Currencies fluctuate because of central bank incompetence or the mistaken belief by government leaders that an economic advantage may be had by manipulating the currency’s value. Monetarists, for example, suggest that consumption may be stimulated and employment increased by elevating the money supply. Many Keynesians think trade deficits can be reduced by lowering the currency’s foreign-exchange value, thereby making exports cheaper and imports more expensive.

The U.S. has been through two historical eras in which it attempted to increase exports with a weaker dollar: 1971-1980 and 2001-present. Not coincidentally, these eras featured commodity and real estate booms, weak stock markets and flat or declining wages. Both eras featured sharp currency reversals, from weak to strong, resulting in crashes and recessions.

In April at the Heritage Foundation, RobertMundell, the Nobel laureate and creator of the supply-side economic model, explained that dollar instability was a primary cause of the subprime and financial crises. He suggested that the dollar’s significant fall against gold and other currencies from 2001 to 2008 overstimulated the real estate boom, leading to the bubble and bust as capital flowed from the productive economy into hard assets.

The Federal Reserve, Mr. Mundell argued, caused the subsequent financial crisis when it tightened the money supply in the summer of 2008, leading the dollar to rise sharply in the middle of the subprime crisis. The dollar shot up against the euro, gold fell, oil plummeted, and consumer prices cratered. A nasty but manageable downturn became a systemic crisis.

Such dollar volatility - rising (as in the late 1990s), then falling (2001-08), then rising again (2008), then falling again (2009-10) -distorts capital flows and has created tremendous uncertainty.

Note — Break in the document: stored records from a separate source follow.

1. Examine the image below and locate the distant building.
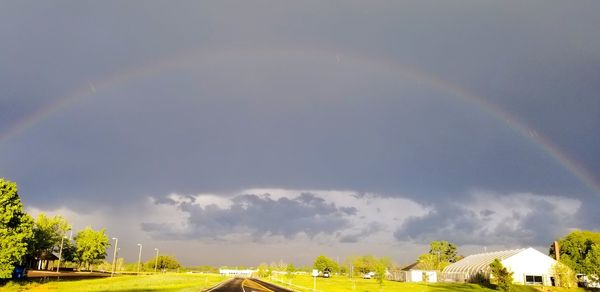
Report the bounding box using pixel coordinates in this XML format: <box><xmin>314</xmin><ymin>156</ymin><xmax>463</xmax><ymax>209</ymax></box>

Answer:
<box><xmin>442</xmin><ymin>247</ymin><xmax>558</xmax><ymax>286</ymax></box>
<box><xmin>219</xmin><ymin>268</ymin><xmax>256</xmax><ymax>277</ymax></box>
<box><xmin>400</xmin><ymin>262</ymin><xmax>438</xmax><ymax>283</ymax></box>
<box><xmin>36</xmin><ymin>251</ymin><xmax>59</xmax><ymax>270</ymax></box>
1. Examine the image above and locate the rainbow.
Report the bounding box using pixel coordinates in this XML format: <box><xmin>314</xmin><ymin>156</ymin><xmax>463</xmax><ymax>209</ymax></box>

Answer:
<box><xmin>2</xmin><ymin>45</ymin><xmax>598</xmax><ymax>195</ymax></box>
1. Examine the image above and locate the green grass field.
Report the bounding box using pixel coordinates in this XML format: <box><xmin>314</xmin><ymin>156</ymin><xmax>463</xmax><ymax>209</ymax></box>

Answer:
<box><xmin>0</xmin><ymin>273</ymin><xmax>227</xmax><ymax>292</ymax></box>
<box><xmin>267</xmin><ymin>274</ymin><xmax>588</xmax><ymax>292</ymax></box>
<box><xmin>1</xmin><ymin>273</ymin><xmax>592</xmax><ymax>292</ymax></box>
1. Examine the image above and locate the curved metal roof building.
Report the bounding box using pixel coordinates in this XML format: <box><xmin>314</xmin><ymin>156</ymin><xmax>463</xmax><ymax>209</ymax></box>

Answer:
<box><xmin>443</xmin><ymin>248</ymin><xmax>526</xmax><ymax>275</ymax></box>
<box><xmin>442</xmin><ymin>247</ymin><xmax>558</xmax><ymax>285</ymax></box>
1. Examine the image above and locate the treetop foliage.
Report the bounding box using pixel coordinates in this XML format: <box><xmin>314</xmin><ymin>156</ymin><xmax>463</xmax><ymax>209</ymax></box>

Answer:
<box><xmin>551</xmin><ymin>261</ymin><xmax>577</xmax><ymax>288</ymax></box>
<box><xmin>285</xmin><ymin>263</ymin><xmax>296</xmax><ymax>280</ymax></box>
<box><xmin>313</xmin><ymin>255</ymin><xmax>339</xmax><ymax>273</ymax></box>
<box><xmin>417</xmin><ymin>240</ymin><xmax>458</xmax><ymax>271</ymax></box>
<box><xmin>74</xmin><ymin>227</ymin><xmax>110</xmax><ymax>270</ymax></box>
<box><xmin>27</xmin><ymin>213</ymin><xmax>70</xmax><ymax>261</ymax></box>
<box><xmin>144</xmin><ymin>255</ymin><xmax>181</xmax><ymax>271</ymax></box>
<box><xmin>351</xmin><ymin>255</ymin><xmax>379</xmax><ymax>275</ymax></box>
<box><xmin>489</xmin><ymin>258</ymin><xmax>513</xmax><ymax>292</ymax></box>
<box><xmin>0</xmin><ymin>178</ymin><xmax>33</xmax><ymax>278</ymax></box>
<box><xmin>551</xmin><ymin>230</ymin><xmax>600</xmax><ymax>280</ymax></box>
<box><xmin>429</xmin><ymin>240</ymin><xmax>458</xmax><ymax>263</ymax></box>
<box><xmin>257</xmin><ymin>263</ymin><xmax>272</xmax><ymax>278</ymax></box>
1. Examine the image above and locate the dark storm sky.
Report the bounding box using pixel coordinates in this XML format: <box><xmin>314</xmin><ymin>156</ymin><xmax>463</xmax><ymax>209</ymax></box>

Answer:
<box><xmin>1</xmin><ymin>1</ymin><xmax>598</xmax><ymax>265</ymax></box>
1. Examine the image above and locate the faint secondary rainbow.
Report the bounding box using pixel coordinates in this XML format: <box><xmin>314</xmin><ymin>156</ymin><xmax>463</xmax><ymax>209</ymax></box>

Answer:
<box><xmin>2</xmin><ymin>45</ymin><xmax>598</xmax><ymax>196</ymax></box>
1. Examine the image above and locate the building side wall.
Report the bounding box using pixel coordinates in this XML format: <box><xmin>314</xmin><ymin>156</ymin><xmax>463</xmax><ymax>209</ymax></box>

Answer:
<box><xmin>502</xmin><ymin>248</ymin><xmax>556</xmax><ymax>285</ymax></box>
<box><xmin>406</xmin><ymin>270</ymin><xmax>437</xmax><ymax>283</ymax></box>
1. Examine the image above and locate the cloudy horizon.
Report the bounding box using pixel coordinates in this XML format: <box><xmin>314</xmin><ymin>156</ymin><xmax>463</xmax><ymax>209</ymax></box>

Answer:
<box><xmin>2</xmin><ymin>1</ymin><xmax>599</xmax><ymax>266</ymax></box>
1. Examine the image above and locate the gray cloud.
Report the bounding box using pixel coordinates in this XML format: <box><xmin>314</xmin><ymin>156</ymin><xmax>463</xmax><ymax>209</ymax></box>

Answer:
<box><xmin>480</xmin><ymin>209</ymin><xmax>495</xmax><ymax>217</ymax></box>
<box><xmin>1</xmin><ymin>1</ymin><xmax>599</xmax><ymax>212</ymax></box>
<box><xmin>142</xmin><ymin>192</ymin><xmax>356</xmax><ymax>241</ymax></box>
<box><xmin>394</xmin><ymin>192</ymin><xmax>584</xmax><ymax>246</ymax></box>
<box><xmin>339</xmin><ymin>222</ymin><xmax>385</xmax><ymax>243</ymax></box>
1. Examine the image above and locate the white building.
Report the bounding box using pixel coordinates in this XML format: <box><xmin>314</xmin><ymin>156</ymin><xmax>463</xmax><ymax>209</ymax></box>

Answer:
<box><xmin>443</xmin><ymin>247</ymin><xmax>558</xmax><ymax>286</ymax></box>
<box><xmin>399</xmin><ymin>262</ymin><xmax>438</xmax><ymax>283</ymax></box>
<box><xmin>219</xmin><ymin>268</ymin><xmax>256</xmax><ymax>277</ymax></box>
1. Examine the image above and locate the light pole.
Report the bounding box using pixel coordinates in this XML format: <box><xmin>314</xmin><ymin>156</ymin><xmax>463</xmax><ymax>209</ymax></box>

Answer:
<box><xmin>111</xmin><ymin>237</ymin><xmax>119</xmax><ymax>276</ymax></box>
<box><xmin>154</xmin><ymin>248</ymin><xmax>159</xmax><ymax>273</ymax></box>
<box><xmin>137</xmin><ymin>243</ymin><xmax>143</xmax><ymax>274</ymax></box>
<box><xmin>56</xmin><ymin>230</ymin><xmax>69</xmax><ymax>273</ymax></box>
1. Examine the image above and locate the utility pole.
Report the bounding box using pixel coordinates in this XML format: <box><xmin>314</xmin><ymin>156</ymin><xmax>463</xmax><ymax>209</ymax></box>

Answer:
<box><xmin>154</xmin><ymin>248</ymin><xmax>159</xmax><ymax>273</ymax></box>
<box><xmin>111</xmin><ymin>237</ymin><xmax>119</xmax><ymax>276</ymax></box>
<box><xmin>56</xmin><ymin>230</ymin><xmax>68</xmax><ymax>273</ymax></box>
<box><xmin>137</xmin><ymin>243</ymin><xmax>143</xmax><ymax>274</ymax></box>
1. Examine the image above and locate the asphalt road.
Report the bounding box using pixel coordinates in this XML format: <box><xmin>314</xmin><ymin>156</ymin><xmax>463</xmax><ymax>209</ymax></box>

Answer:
<box><xmin>205</xmin><ymin>277</ymin><xmax>293</xmax><ymax>292</ymax></box>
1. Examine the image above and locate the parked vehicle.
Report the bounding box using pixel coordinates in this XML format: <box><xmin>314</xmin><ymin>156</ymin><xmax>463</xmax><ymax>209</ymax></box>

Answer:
<box><xmin>12</xmin><ymin>266</ymin><xmax>27</xmax><ymax>279</ymax></box>
<box><xmin>577</xmin><ymin>274</ymin><xmax>600</xmax><ymax>288</ymax></box>
<box><xmin>322</xmin><ymin>271</ymin><xmax>330</xmax><ymax>278</ymax></box>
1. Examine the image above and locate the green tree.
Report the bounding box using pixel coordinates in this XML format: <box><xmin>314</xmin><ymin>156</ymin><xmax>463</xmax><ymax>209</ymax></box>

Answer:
<box><xmin>429</xmin><ymin>240</ymin><xmax>458</xmax><ymax>263</ymax></box>
<box><xmin>257</xmin><ymin>263</ymin><xmax>271</xmax><ymax>278</ymax></box>
<box><xmin>94</xmin><ymin>260</ymin><xmax>112</xmax><ymax>272</ymax></box>
<box><xmin>551</xmin><ymin>230</ymin><xmax>600</xmax><ymax>279</ymax></box>
<box><xmin>374</xmin><ymin>259</ymin><xmax>387</xmax><ymax>287</ymax></box>
<box><xmin>27</xmin><ymin>213</ymin><xmax>70</xmax><ymax>267</ymax></box>
<box><xmin>352</xmin><ymin>255</ymin><xmax>378</xmax><ymax>275</ymax></box>
<box><xmin>551</xmin><ymin>261</ymin><xmax>577</xmax><ymax>288</ymax></box>
<box><xmin>74</xmin><ymin>227</ymin><xmax>109</xmax><ymax>270</ymax></box>
<box><xmin>0</xmin><ymin>178</ymin><xmax>34</xmax><ymax>278</ymax></box>
<box><xmin>583</xmin><ymin>244</ymin><xmax>600</xmax><ymax>282</ymax></box>
<box><xmin>417</xmin><ymin>253</ymin><xmax>438</xmax><ymax>270</ymax></box>
<box><xmin>60</xmin><ymin>239</ymin><xmax>77</xmax><ymax>263</ymax></box>
<box><xmin>313</xmin><ymin>255</ymin><xmax>339</xmax><ymax>273</ymax></box>
<box><xmin>416</xmin><ymin>240</ymin><xmax>458</xmax><ymax>271</ymax></box>
<box><xmin>490</xmin><ymin>259</ymin><xmax>513</xmax><ymax>292</ymax></box>
<box><xmin>285</xmin><ymin>263</ymin><xmax>296</xmax><ymax>281</ymax></box>
<box><xmin>145</xmin><ymin>255</ymin><xmax>181</xmax><ymax>271</ymax></box>
<box><xmin>339</xmin><ymin>264</ymin><xmax>348</xmax><ymax>275</ymax></box>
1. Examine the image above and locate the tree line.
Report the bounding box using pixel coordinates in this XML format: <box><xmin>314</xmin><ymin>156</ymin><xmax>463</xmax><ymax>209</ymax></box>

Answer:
<box><xmin>0</xmin><ymin>178</ymin><xmax>180</xmax><ymax>278</ymax></box>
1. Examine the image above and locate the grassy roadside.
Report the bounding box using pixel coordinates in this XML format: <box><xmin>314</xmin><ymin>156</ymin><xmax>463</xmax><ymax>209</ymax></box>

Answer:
<box><xmin>267</xmin><ymin>274</ymin><xmax>495</xmax><ymax>292</ymax></box>
<box><xmin>0</xmin><ymin>273</ymin><xmax>228</xmax><ymax>292</ymax></box>
<box><xmin>1</xmin><ymin>273</ymin><xmax>591</xmax><ymax>292</ymax></box>
<box><xmin>266</xmin><ymin>274</ymin><xmax>589</xmax><ymax>292</ymax></box>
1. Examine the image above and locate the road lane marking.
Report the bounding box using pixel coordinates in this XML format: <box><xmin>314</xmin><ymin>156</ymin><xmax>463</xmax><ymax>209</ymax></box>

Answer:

Supply-siders think the world is in turmoil today because of U.S. monetary authorities’ failure to keep the dollar stable over the past decade.

To be sure, the era of near-complete dollar stability was ended in the early 1970s when President Nixon severed the dollar’s link to gold. But a key element of President Reagan’s successful economic reforms was recommitting to sound money after the 1970s weak dollar fiasco. While the dollar/gold price was never fully stabilized, Reagan ushered in almost two decades of relatively low dollar volatility, which underpinned 1980s and ‘90s prosperity.

Until the GOP retakes the executive branch, it will not be in a position to set monetary policy. Nevertheless, a Republican Congress could repeal the Federal Reserve’s schizophrenic mandate to target price stability and employment, in favor of the former. It could hold hearings on the unstable dollar’s impact on business and trade. And it could pressure the Obama administration to negotiate exchange-rate treaties with China and Europe to prevent destructive future fluctuations among these key currencies. In short, it could pave the intellectual way for a 2012 Republican presidential candidate fully dedicated to restoring sound money as the foundation of American prosperity.

For constituents concerned about high prices for oil and food, for exporters afraid to make long-term commitments to trade abroad and for investors sidelined into hedges rather than the productive economy, Republicans should add a sound money component as the third leg of their policy stool.

Sean Rushton worked in the Small Business Administration during the George W. Bush presidency.